Texte intégral
Les Échos - Pourquoi refusez-vous de participer aux manifestations du 17 juin appelées par la CFDT et la CGT ?
Nous considérons que si l'on veut avoir des chances de faire reculer le gouvernement, notamment sur les points clefs du dossier des retraites - la durée de cotisation et le niveau des pensions - une manifestation ne suffira pas, a fortiori à une date si proche de l'été. Sous cette forme, on l'a bien vu lors de la première réforme de 2003, ce n'est pas efficace. La semaine dernière, nous avons proposé aux autres confédérations par deux fois, lundi puis jeudi, un appel commun à une journée de grève interprofessionnelle, qui est à nos yeux le seul mode d'action pour espérer désormais des résultats. Elles n'ont pas retenu cette proposition. Dans ces conditions, sur les 35 heures, le meilleur moyen d'agir est que la CFDT et la CGT retirent leur signature pour priver le gouvernement du véhicule législatif de la représentativité et du feu vert politique qu'elles lui ont symboliquement donné. Pourquoi diable avoir mêlé le temps de travail à un texte sur la représentativité ? François Chérèque et Bernard Thibault ont eux-mêmes entrouvert la porte qui débouche sur l'imbroglio actuel, à eux de la refermer.
Les Échos - Ne craignez-vous pas de faire le jeu du gouvernement ?

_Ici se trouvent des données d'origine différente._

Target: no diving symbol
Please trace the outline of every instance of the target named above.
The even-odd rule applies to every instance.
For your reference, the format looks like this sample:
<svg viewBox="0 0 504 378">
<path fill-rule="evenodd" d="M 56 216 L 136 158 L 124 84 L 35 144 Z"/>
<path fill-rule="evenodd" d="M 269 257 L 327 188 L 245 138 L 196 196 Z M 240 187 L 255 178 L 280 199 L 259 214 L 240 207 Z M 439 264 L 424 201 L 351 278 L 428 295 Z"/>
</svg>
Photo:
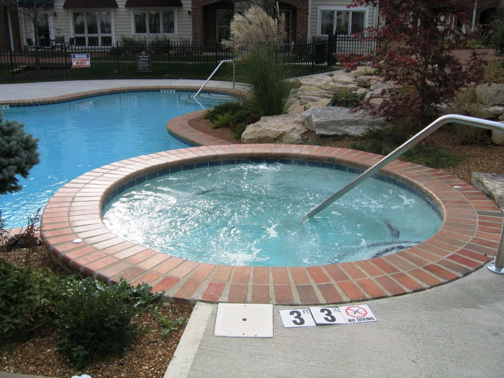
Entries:
<svg viewBox="0 0 504 378">
<path fill-rule="evenodd" d="M 364 318 L 367 314 L 367 311 L 359 306 L 349 306 L 345 310 L 347 314 L 352 318 Z"/>
</svg>

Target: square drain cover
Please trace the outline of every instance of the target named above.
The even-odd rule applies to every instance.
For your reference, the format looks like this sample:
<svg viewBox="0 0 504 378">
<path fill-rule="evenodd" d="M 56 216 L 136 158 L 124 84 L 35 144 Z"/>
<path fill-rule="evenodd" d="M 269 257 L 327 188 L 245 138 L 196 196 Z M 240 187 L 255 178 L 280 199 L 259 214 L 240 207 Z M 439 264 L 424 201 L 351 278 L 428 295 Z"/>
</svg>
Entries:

Mais qui fait le jeu du gouvernement ? Qui a signé la position commune ? Et pourquoi refuser notre appel à la grève ? Nous, quand on a signé, contrairement à la CGT, l'accord sur la modernisation du marché du travail, nous avons prévenu les parlementaires que si l'esprit du texte était trop profondément modifié, nous retirerions notre signature. Je refuse d'être accusé de diviser le front syndical. Cela fait plus de quatre ans que je suis secrétaire général de FO et, dès ma prise de fonction, j'ai appelé à une banalisation des relations entre confédérations, pour laquelle j'ai toujours oeuvré depuis. C'est d'ailleurs, soyons clairs, cette détente qui a permis de gagner la bataille du CPE. Mais à un moment donné, il faut dire les choses clairement. Nous ne sommes pas d'accord avec les choix de la CFDT et de la CGT, et nous le disons, mais nous ne sommes pas d'accord avec le gouvernement non plus, et nous le disons aussi. Evidement que nous dénonçons la réforme en cours sur la durée du travail.
Les Échos - Considérez-vous qu'elle marquera la fin des 35 heures ?
Très clairement. La seule protection qui restera pour les salariés, c'est les textes européens (11 heures de repos quotidien minimum, 48 heures de travail hebdomadaire maximum). En clair, les salariés pourront travailler jusqu'à 13 heures par jour ! De plus, la directive européenne sur le temps de travail doit être réexaminée durant la présidence française de l'Union européenne (UE) et je suspecte le gouvernement de vouloir lâcher sur ce point et de céder aux pressions de l'Angleterre, qui veut faire sauter ces ultimes garde-fous.
Les Échos - Force Ouvrière va-t-elle dès lors mener ses propres actions contre la réforme des 35 heures ?
Nous allons, sur tous les motifs de mécontentement, réunir rapidement dans les régions nos militants. Nous allons largement informer les salariés de la situation, y compris sur les 35 heures.
Les Échos - Vous appelez à boycotter la prochaine réunion de la Commission nationale de la négociation collective (CNNC). Faut-il en conclure que vous jugez le dialogue désormais impossible avec le gouvernement ?
Les relations avec le gouvernement continuent à se tendre et cela ne va pas s'arrêter. Ce n'est pas une question de trahison ou non de la position commune, mais de tactique de l'exécutif. Il multiplie volontairement les dossiers pour en faire passer un maximum dans la précipitation. Ce n'est pas une méthode. Le gouvernement ne débat aucunement des questions de fond, il est uniquement dans l'agitation permanente. On sent bien qu'il veut faire passer des choses en urgence avant la présidence française de l'UE. Le dialogue social ne peut pas exister alors dans de bonnes conditions. Les mécontentements s'accumulent et cela ne pourra pas durer éternellement. Il y aura forcément, à un moment ou l'autre, une explosion sociale.